Van de week was ik in de boekhandel op zoek naar eigenlijk niks, struinend naar niks, en toch vond ik iets, mooi. KORT EROP zag ik plotseling liggen, de opvolger van Appelleren, auteur Nico Dijkshoorn. Slechts 14,95 euro, inpakken, wegwezen en snel beginnen met lezen. De meeste boeken van Nico Dijkshoorn lees ik niet met een glimlach, maar met een schaterlach. Zo ook deze. Winterstopfoto’s heet de column op bladzijde 23, wederom een heerlijke stukje proza. Het gaat over Ronald Koeman die op een foto staat in de cockpit van een vliegtuig. Dijkshoorn beschrijft prachtig hoe Koeman zich als een klein jongetje laat fotograferen achter de stuurknuppel van een Boeing. Dat doe je niet als grote trainer, je laten fotograferen met rode wangetjes in een vlieg-vlieg-vroem-vroemmachine, aldus de schrijver.

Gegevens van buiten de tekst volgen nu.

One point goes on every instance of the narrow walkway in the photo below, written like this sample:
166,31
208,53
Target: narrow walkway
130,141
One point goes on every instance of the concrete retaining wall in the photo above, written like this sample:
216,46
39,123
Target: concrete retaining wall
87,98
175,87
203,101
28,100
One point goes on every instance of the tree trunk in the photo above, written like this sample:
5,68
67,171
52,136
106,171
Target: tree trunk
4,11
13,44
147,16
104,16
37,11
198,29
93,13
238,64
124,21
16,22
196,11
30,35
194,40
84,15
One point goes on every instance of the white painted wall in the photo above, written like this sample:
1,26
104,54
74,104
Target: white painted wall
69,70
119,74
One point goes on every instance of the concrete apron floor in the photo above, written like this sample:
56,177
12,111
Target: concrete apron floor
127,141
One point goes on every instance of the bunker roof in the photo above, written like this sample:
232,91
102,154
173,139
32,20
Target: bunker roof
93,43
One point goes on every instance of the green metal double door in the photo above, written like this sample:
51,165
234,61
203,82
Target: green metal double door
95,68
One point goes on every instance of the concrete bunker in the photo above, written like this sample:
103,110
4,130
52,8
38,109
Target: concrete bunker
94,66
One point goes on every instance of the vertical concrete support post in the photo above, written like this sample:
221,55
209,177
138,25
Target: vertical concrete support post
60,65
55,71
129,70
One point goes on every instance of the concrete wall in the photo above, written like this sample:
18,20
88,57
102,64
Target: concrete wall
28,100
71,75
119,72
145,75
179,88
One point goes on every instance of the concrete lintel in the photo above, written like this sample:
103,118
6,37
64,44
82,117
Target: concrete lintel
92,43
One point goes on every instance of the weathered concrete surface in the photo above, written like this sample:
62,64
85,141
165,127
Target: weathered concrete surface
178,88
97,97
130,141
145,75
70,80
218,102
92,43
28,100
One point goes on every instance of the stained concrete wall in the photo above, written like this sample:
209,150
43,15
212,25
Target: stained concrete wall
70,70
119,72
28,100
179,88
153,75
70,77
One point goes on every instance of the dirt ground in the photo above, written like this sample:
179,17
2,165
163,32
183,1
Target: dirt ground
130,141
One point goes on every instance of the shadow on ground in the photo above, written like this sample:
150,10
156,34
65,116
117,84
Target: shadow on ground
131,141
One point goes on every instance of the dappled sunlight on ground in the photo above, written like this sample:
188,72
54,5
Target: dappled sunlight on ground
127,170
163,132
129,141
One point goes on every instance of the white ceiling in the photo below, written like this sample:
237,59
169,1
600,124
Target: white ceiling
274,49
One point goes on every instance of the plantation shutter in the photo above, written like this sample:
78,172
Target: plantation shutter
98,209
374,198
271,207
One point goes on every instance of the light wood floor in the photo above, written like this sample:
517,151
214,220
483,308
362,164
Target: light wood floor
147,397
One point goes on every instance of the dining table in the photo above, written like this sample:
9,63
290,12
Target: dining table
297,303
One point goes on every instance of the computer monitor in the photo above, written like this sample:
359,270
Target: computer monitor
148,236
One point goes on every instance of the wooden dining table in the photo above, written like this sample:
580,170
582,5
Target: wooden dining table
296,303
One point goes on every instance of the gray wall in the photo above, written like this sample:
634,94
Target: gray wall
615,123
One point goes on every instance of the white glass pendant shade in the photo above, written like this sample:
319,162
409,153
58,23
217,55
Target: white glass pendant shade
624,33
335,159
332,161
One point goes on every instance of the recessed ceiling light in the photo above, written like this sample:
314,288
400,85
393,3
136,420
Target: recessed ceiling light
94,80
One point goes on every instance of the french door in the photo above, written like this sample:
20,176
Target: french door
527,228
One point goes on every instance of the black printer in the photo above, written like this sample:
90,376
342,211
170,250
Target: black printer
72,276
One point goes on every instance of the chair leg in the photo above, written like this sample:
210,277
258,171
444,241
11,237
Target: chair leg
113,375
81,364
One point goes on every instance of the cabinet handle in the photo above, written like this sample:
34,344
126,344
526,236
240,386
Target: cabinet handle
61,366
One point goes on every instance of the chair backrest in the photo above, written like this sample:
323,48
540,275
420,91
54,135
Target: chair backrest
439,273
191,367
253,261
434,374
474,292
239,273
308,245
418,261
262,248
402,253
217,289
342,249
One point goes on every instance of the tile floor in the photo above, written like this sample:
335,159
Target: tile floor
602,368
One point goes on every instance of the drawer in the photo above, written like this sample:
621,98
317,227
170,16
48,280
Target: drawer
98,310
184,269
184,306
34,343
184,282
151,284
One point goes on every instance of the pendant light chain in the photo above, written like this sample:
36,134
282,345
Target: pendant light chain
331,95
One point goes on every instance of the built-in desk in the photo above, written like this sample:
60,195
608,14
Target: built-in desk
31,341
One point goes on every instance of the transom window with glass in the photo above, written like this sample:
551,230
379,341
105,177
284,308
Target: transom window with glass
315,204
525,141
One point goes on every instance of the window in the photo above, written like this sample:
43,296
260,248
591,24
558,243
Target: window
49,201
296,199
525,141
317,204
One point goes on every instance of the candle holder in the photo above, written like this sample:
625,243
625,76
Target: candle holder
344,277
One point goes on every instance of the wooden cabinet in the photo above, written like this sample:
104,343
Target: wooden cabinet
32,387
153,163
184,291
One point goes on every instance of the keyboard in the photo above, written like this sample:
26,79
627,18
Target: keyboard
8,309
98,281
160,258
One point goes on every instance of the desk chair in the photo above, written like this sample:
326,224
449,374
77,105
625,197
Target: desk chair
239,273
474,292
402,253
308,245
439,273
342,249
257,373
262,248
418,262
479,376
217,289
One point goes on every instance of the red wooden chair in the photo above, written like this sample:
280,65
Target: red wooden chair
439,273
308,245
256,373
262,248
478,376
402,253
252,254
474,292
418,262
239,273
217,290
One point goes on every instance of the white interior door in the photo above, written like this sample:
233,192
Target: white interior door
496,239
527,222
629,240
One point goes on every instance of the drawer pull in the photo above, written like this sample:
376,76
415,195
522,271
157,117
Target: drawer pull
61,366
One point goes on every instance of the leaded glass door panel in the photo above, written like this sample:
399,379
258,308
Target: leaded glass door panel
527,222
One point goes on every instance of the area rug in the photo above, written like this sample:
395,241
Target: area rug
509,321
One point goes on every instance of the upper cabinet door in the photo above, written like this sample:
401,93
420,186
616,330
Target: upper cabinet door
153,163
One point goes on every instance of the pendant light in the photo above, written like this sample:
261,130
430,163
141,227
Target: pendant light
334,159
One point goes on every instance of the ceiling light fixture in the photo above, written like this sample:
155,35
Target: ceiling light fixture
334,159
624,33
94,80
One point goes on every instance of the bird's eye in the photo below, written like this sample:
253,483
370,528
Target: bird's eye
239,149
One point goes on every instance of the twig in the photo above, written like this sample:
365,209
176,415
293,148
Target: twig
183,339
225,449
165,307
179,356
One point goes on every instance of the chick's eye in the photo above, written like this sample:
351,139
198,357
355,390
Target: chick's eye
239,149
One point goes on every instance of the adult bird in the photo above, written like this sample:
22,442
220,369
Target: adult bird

Later komt ook keeper Piet Velthuizen aan de beurt. Piet heeft zich liggend op de bank laten fotograferen als een Wehkampmodel met zijn handen heel mooi voor zijn borst, schrijft Dijkshoorn. Hij heeft als beginnend prof ja gezegd tegen een geinig ideetje van de VI-fotograaf, met eeuwige spijt als resultaat, zegt Dijkshoorn, haha en zo is het ook. Ik kan het weten, want ooit heb ik mij laten fotograferen door sportfotograaf Hans Heus. Heus stond bekend om zijn unieke foto’s, uit verschillende rare invalshoeken, maar daar kwam ik na de foto pas achter. Hij fotografeert niet voor je, maar achter, naast onder of boven je. Vreemd, maar ik liet hem rustig zijn gang gaan, hij was tenslotte de plaatjesmaker. Toen ik een paar dagen later de VI opensloeg op zoek naar mijn interview en foto, schrok ik me wezenloos. Kijk… één ding waar zeker niet trots op ben is mijn grote neus. Kan er niks aan doen, een erfstuk van mijn vader. Maar oké, ik heb er mee leren leven. Foto’s van mijzelf vind ik sowieso helemaal niks, maar de foto die er toen in de VI stond was werkelijk onthutsend. Hans Heus had het voor elkaar gekregen om mijn gok er lekker te laten uitspringen op zijn kiekje. Mijn reukorgaan was echt angstaanjagend groot. Pinokkio was er niks bij, echt waar. Zo geconfronteerd worden met de harde werkelijkheid dankzij Hans Heus, ik heb er nachten van wakker gelegen. Vanaf dit traumamoment vraag ik bij een interview niet meer of ik het eerst mag lezen voor publicatie, maar of ik eerst de foto mag zien die er ze er bij gaan plaatsen…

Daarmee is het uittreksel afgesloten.